もちろん、当時のホンツブルフ飛行工学社においても研究は進められていた。しかしファルゼイの見学時にはそのような方面については触れられなかったと考えられる。
「竜に対しても効果的でしょうし」
「現代にそこまでの事はありますかね」
「一部の調査に改造船を用いることはありますね。十分な速度を出せれば、竜を一方的に観察することも可能となります」
「なるほど……」
そのようにしてファルゼイを一通り案内した後、ヴァラツは建屋の一つに入った。
「ここは?」
「事故資料室です。ホンツブルフ飛行工学の名の下に作られた全ての飛船関係の事故について、ここに情報が集約されています」
ヴァラツは部屋の一つに入り、手慣れた手つきで棚から大型の本を一冊取り出した。
「885年、新大陸北方の国ジャンカマルカダで飛船が竜に襲われた際のものです」
そう言って、ヴァラツは本をファルゼイに渡した。
「……中を見ても?」
「もちろん」
机に向かい、丁寧な手つきでファルゼイは頁をめくった。小さな文字で書かれた調査目的、事故の概要、そして調査の流れ。
「……これは?」
「落下物の状態を再現したものです。航空写真では限界がありましたが、現地でできるだけ飛散物を回収し、再度並べています」
ファルゼイが見た写真は、大きな広場に砕けた飛船だったものが並べられている様子であった。

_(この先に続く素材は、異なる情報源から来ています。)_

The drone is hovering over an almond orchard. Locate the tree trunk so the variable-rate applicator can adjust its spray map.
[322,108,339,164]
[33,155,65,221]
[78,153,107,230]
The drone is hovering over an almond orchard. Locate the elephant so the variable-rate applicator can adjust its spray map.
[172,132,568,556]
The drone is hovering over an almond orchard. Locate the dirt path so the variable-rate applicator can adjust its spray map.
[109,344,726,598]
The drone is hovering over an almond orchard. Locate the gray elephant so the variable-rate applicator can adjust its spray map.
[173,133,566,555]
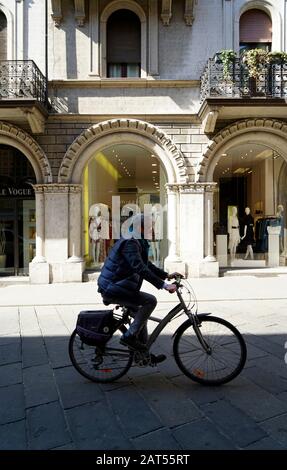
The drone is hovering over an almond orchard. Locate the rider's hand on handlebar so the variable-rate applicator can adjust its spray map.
[167,272,183,281]
[164,284,177,294]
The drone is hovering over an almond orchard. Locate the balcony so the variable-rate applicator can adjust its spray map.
[0,60,48,134]
[200,58,287,102]
[199,56,287,133]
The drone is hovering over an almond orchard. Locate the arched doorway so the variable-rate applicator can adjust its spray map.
[0,144,36,276]
[58,119,188,278]
[200,119,287,268]
[0,10,7,61]
[107,10,141,78]
[82,143,168,269]
[213,142,287,267]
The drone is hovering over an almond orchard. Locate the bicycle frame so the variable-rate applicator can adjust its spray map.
[147,282,194,349]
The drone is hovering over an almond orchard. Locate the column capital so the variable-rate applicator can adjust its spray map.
[184,0,194,26]
[168,182,217,194]
[33,183,83,194]
[160,0,172,26]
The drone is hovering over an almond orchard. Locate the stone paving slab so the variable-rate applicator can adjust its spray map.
[23,364,59,408]
[0,384,25,424]
[26,401,72,450]
[66,401,134,450]
[0,278,287,450]
[0,419,27,450]
[0,362,23,387]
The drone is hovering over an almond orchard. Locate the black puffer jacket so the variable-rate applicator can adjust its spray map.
[98,238,168,300]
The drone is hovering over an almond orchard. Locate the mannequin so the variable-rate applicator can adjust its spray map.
[151,207,162,266]
[89,211,101,264]
[228,206,240,260]
[241,207,254,259]
[276,204,284,253]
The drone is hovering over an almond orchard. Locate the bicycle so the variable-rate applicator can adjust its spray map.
[69,277,247,385]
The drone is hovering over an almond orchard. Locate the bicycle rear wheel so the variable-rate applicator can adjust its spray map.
[69,327,133,383]
[173,317,247,385]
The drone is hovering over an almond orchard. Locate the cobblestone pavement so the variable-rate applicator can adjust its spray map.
[0,284,287,450]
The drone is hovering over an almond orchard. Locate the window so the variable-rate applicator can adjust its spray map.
[240,9,272,53]
[0,11,7,60]
[107,9,141,77]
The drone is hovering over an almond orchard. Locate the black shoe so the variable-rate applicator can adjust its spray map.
[150,354,166,365]
[120,334,147,351]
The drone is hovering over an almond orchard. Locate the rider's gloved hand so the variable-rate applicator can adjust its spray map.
[163,282,176,294]
[167,272,183,281]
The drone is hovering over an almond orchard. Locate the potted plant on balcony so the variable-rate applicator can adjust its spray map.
[268,51,287,64]
[0,223,6,269]
[242,49,270,78]
[214,49,236,80]
[220,49,236,80]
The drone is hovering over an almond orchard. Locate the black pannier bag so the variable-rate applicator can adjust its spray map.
[76,310,115,346]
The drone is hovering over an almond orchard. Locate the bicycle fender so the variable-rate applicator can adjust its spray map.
[172,312,211,338]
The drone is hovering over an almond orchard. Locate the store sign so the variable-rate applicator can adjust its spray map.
[0,186,34,198]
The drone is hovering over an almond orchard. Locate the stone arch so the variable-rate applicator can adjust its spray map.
[0,121,53,183]
[234,0,283,51]
[100,0,147,78]
[197,118,287,182]
[58,119,188,183]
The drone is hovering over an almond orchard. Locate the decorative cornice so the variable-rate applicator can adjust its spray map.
[33,183,83,194]
[74,0,86,26]
[51,0,63,28]
[48,78,200,88]
[58,119,188,183]
[197,118,287,181]
[0,121,53,182]
[165,182,217,194]
[160,0,172,26]
[184,0,194,26]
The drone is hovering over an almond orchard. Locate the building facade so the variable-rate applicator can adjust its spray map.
[0,0,287,283]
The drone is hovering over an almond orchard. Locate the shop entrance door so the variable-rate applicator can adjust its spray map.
[0,199,36,276]
[0,199,18,276]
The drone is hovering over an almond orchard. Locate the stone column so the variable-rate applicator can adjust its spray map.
[179,183,218,277]
[164,184,180,271]
[68,184,83,263]
[89,0,100,78]
[42,183,84,282]
[148,0,158,77]
[29,184,49,284]
[267,226,281,268]
[204,183,216,262]
[32,184,46,263]
[222,0,233,49]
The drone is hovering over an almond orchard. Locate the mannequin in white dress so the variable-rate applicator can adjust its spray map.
[151,207,162,266]
[228,207,240,260]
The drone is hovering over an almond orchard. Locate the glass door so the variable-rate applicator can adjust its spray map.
[0,199,17,276]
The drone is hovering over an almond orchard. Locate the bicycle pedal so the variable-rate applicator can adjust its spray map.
[134,351,152,367]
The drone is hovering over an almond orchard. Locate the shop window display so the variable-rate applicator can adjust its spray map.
[213,143,287,267]
[82,144,168,270]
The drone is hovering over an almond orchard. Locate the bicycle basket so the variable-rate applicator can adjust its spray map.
[76,310,115,346]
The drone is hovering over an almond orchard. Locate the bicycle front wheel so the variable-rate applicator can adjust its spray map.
[69,324,133,383]
[173,317,247,385]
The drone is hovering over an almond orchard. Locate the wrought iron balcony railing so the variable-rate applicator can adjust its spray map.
[201,58,287,102]
[0,60,47,105]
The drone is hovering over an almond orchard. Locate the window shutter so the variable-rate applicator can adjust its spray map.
[240,9,272,43]
[0,11,7,60]
[107,10,141,64]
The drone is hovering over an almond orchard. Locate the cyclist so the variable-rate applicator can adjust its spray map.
[98,214,180,364]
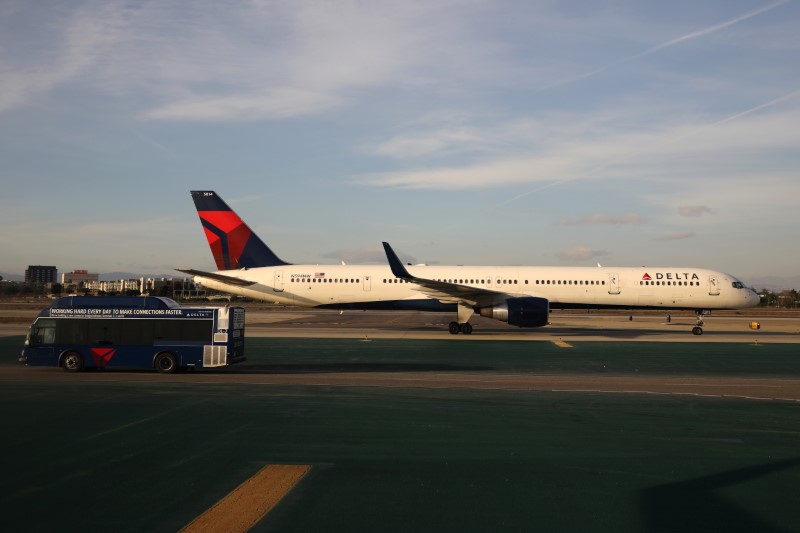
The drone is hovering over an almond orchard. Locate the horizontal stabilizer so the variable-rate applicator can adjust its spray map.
[175,268,256,287]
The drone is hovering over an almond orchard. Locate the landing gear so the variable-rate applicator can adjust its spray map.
[692,309,705,335]
[448,303,475,335]
[449,322,472,335]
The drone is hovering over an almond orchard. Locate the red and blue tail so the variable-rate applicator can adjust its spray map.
[192,191,289,270]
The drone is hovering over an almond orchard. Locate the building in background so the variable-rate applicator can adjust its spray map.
[25,265,58,283]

「……これのために、どれだけ手間をかけたのですか?」
「父も直接赴き、開発時の人員の大半を送り込んだと言われています」
「そこまでする必要があったのですか?」
「……この事故で、ホンツブルフ飛行工学社の信頼は大きく損なわれました。注文の取り消しも複数あり、経営も危なかったといいます」
「それなのに……いや、それだからこそ、ですか」
「ええ。これは父の英断でした。もちろん、全てが上手くいったわけではありません。報告を読めばわかりますが、回収の過程での事故や不正確な再現、そして経営への影響といった課題は多くありました」
「それでも、やった意味はあったと」
「ええ。世界で最も信頼される飛船社であるという自負はあります」
そう言って、ヴァラツは胸を張った。